NOTA: Potresti fornire indicazioni sulla macchina in questione, afflitta dal problema? Come ho fatto notare prima, il ragazzo che avevo conosciuto con gentoo con un problema simile stava usando un'architettura a 64 bit.

----------

## Onip

 *AlterX wrote:*   

> ma io non capisco: mi ha creato questa interfaccia, ma che ci devo fare io??
> 
> devo ricompilare il kernel, cosa??
> 
> non si capisce!!

 

niente. devi solo mettere a posto il tuo xorg.conf. ma credo che tu questo lo abbia già fatto.

ho installato + volte i driver nvidia da pacchetto binario ed è come emergerli. cambia che in portage mageri te li segnerà come non installati. anche coi binari della nvidia a ogni "cambio-kernel" vanno ricompilati i driver.

Hope this help

Byez

----------

## AlterX

Ok ragazzi ho risolto tutto!!!

Ho emerso i pacchetti mascherati, cioè la stessa versione che ho scaricato da nvidia; mi ha installato tutto, anche i moduli che il software preso da nvidia non faceva, e adesso sembra proprio che il flash dello schermo sia svanito!!!

secondo me è il kernel 2.6 che con i driver 1.0.6111 non andava proprio;

infatti la versione 1.0.6629, dice nvidia, che supportava anche il kernel 2.6

Ad ogni modo...

l'unico dubbio che rimane: ho duvuto emergere nvidia-glx per installare i moduli nvidia e nvidia-kernel per modificare l'interfaccia del kernel; perchè il software scaricato mi crea solo l'interfaccia del kernel e non i moduli, quindi nvidia-glx??

E perchè per installare i driver nvidia, c'è bisogno di tutto il compilato del kernel (bzImage e modules) che poi ho tranquillamente cancellato e non sostiuito a quello del sistema???

----------

## midall

@AlterX devo smentirti il alcuni punti:

-il kernel 2.6.X con driver NVIDIA 1.0.6111 non da alcun tipo di problema

-la verione 1.0.6629 è un pò buggata tanto è vero che sono state rilasciata alcune patch.. pur applicandole mi risulta mal fulzionante l'ultima versione dei driver nvidia [IMHO]

-la differenza tra nvidia-kernel e nvidia glx è che la prima ti installa il modulo nvidia e la seconda installa le lib GLX utili a sfruttare a pieno le capacità opengl ed estensione 3D della tu sk-video

Insomma credo che il tuo problema sia stato "aggirato".. prova a mettere un pò sotto stress-test il tuo pc sperando che non ti dia più problemi

Bye

----------

## AlterX

Ok grazie per le risposte...

siamo qui per aiutarci   :Laughing:  !!

Capisco le cose da te dette, però con la versione precedente, quella stabile, ogni tanto mi flashava lo schermo.

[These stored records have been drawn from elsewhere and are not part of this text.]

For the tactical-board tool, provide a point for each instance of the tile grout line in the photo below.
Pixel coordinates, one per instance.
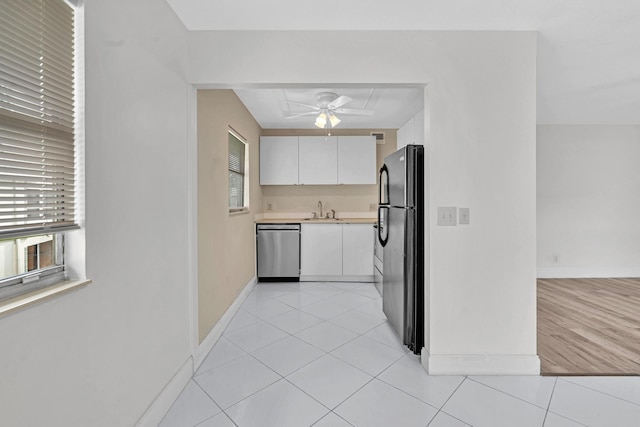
(447, 401)
(553, 389)
(599, 391)
(508, 394)
(222, 410)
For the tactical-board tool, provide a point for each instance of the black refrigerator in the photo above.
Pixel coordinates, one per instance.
(401, 233)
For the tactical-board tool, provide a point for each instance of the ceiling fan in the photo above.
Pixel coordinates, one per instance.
(328, 104)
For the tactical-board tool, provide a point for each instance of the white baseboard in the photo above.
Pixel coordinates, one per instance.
(214, 335)
(161, 405)
(586, 272)
(482, 364)
(337, 278)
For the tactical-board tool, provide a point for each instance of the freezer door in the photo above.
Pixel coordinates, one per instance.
(396, 165)
(394, 282)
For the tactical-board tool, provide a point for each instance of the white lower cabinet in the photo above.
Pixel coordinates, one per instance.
(340, 252)
(357, 250)
(321, 250)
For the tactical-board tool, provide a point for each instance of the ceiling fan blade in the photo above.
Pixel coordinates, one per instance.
(353, 112)
(308, 113)
(339, 102)
(315, 107)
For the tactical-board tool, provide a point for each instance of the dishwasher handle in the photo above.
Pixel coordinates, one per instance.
(278, 227)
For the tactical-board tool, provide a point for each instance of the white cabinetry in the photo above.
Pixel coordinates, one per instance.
(321, 250)
(318, 160)
(357, 159)
(340, 252)
(278, 160)
(357, 250)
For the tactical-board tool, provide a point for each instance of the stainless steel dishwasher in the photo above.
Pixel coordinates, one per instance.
(278, 247)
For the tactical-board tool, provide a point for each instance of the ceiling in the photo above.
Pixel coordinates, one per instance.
(392, 107)
(588, 50)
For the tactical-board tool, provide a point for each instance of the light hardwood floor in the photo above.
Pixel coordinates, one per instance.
(589, 326)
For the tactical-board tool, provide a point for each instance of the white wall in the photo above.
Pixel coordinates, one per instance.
(482, 293)
(588, 201)
(99, 356)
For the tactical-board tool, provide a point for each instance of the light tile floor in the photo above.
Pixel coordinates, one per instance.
(323, 354)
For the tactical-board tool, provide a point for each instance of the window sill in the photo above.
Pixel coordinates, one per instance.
(22, 301)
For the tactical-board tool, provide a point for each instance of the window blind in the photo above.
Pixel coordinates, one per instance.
(36, 117)
(236, 172)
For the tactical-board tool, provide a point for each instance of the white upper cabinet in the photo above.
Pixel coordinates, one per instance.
(412, 132)
(357, 250)
(278, 160)
(318, 160)
(321, 250)
(357, 159)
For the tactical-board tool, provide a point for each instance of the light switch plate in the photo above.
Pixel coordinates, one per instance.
(447, 215)
(463, 216)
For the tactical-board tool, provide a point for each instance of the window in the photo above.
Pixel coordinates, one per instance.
(37, 143)
(238, 182)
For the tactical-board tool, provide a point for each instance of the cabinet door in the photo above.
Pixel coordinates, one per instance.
(278, 160)
(318, 160)
(357, 250)
(357, 159)
(321, 250)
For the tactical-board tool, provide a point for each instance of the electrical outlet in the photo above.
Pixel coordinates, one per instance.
(447, 215)
(463, 216)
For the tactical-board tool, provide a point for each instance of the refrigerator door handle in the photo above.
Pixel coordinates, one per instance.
(383, 234)
(384, 186)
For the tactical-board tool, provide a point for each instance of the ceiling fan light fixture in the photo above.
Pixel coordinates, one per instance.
(321, 120)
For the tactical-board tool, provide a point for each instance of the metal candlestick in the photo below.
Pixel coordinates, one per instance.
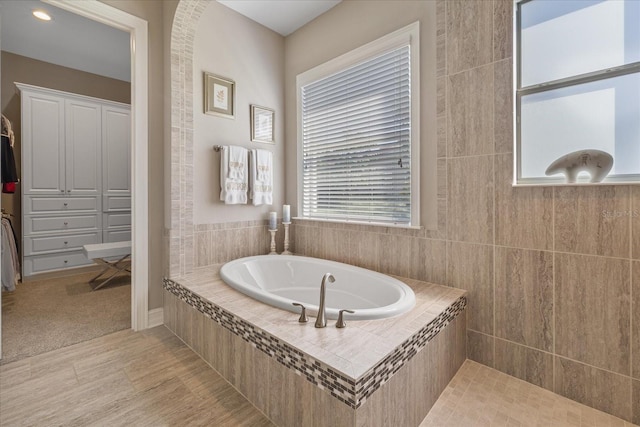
(273, 242)
(286, 238)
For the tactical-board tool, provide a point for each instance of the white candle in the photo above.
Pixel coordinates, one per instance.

Adesso che ho inserito quella mascherata, l'ultima appunto, non mi fa più nulla.

Adesso non sò come poter fare stress-test, qualcuno mi da qualche consiglio?

P.S. può darsi che sia il monitor che è un diaciassette, ma l'ampiezza di un 16:9??

----------

## Peach

 *AlterX wrote:*   

> P.S. può darsi che sia il monitor che è un diaciassette, ma l'ampiezza di un 16:9??

 

non è da escludere.

i signori della nvidia potrebbero aver risolto qualche problema con i monitor a 16:9 con l'ultima versione, ma aperto altri... capita  :Smile: 

per quanto riguarda lo stress-test potresti provare qualche applicazioncina fullopenGL... ma non saprei di preciso quale possa fare il caso tuo

----------

## motaboy

per me e' la onscreen bell di gnome...

----------

## Peach

 *motaboy wrote:*   

> per me e' la onscreen bell di gnome...

 

e se fosse sotto kde come succede al mio compagno di facoltà con un toshiba satellite?

----------

## AlterX

Infatti uso SOLO kde   :Laughing: 

----------

## [PHT]Giangi

Confermo di aver avuto lo stesso problema con il mio portatile Toshiba Satellite P10-221 e lo risolto operando come eseguito da Alterx :

*media-video/nvidia-kernel

      Latest version available: 1.0.6111-r3

      Latest version installed: 1.0.6629-r1

      Size of downloaded files: 15,138 kB

      Homepage:    http://www.nvidia.com/

      Description: Linux kernel module for the NVIDIA X11 driver

      License:     NVIDIA

*  media-video/nvidia-settings

      Latest version available: 1.0.6111

      Latest version installed: 1.0.6629

      Size of downloaded files: 720 kB

      Homepage:    http://www.nvidia.com/

      Description: NVIDIA Linux X11 Settings Utility

      License:     GPL-2

*media-video/nvidia-glx

      Latest version available: 1.0.6111

      Latest version installed: 1.0.6629

      Size of downloaded files: 15,138 kB

      Homepage:    http://www.nvidia.com/

      Description: NVIDIA X11 driver and GLX libraries

      License:     NVIDIA

Percui a questo punto credo che dipenda dai drive e non da kde .....  :Wink: 

----------

## AlterX

Ehh si!!

Ormai ci lavoro da un'pò con l'ultima versione dei driver nvidia e quel fastidioso flash è sparito.

Oltretutto sono abbastanza stabili da poter essere smascherati nel portage!

----------

## [PHT]Giangi

 *AlterX wrote:*   

> Oltretutto sono abbastanza stabili da poter essere smascherati nel portage!

 

Si ma aspetterei ancora ... sebbene per quanto mi riguarda funzionano alla meraviglia ...   :Laughing: 

----------

## AlterX

certo...

intendevo dire che già le nostre due testimonianze possono accellerare il proceso di mascheramento!

Ciaooooooo

----------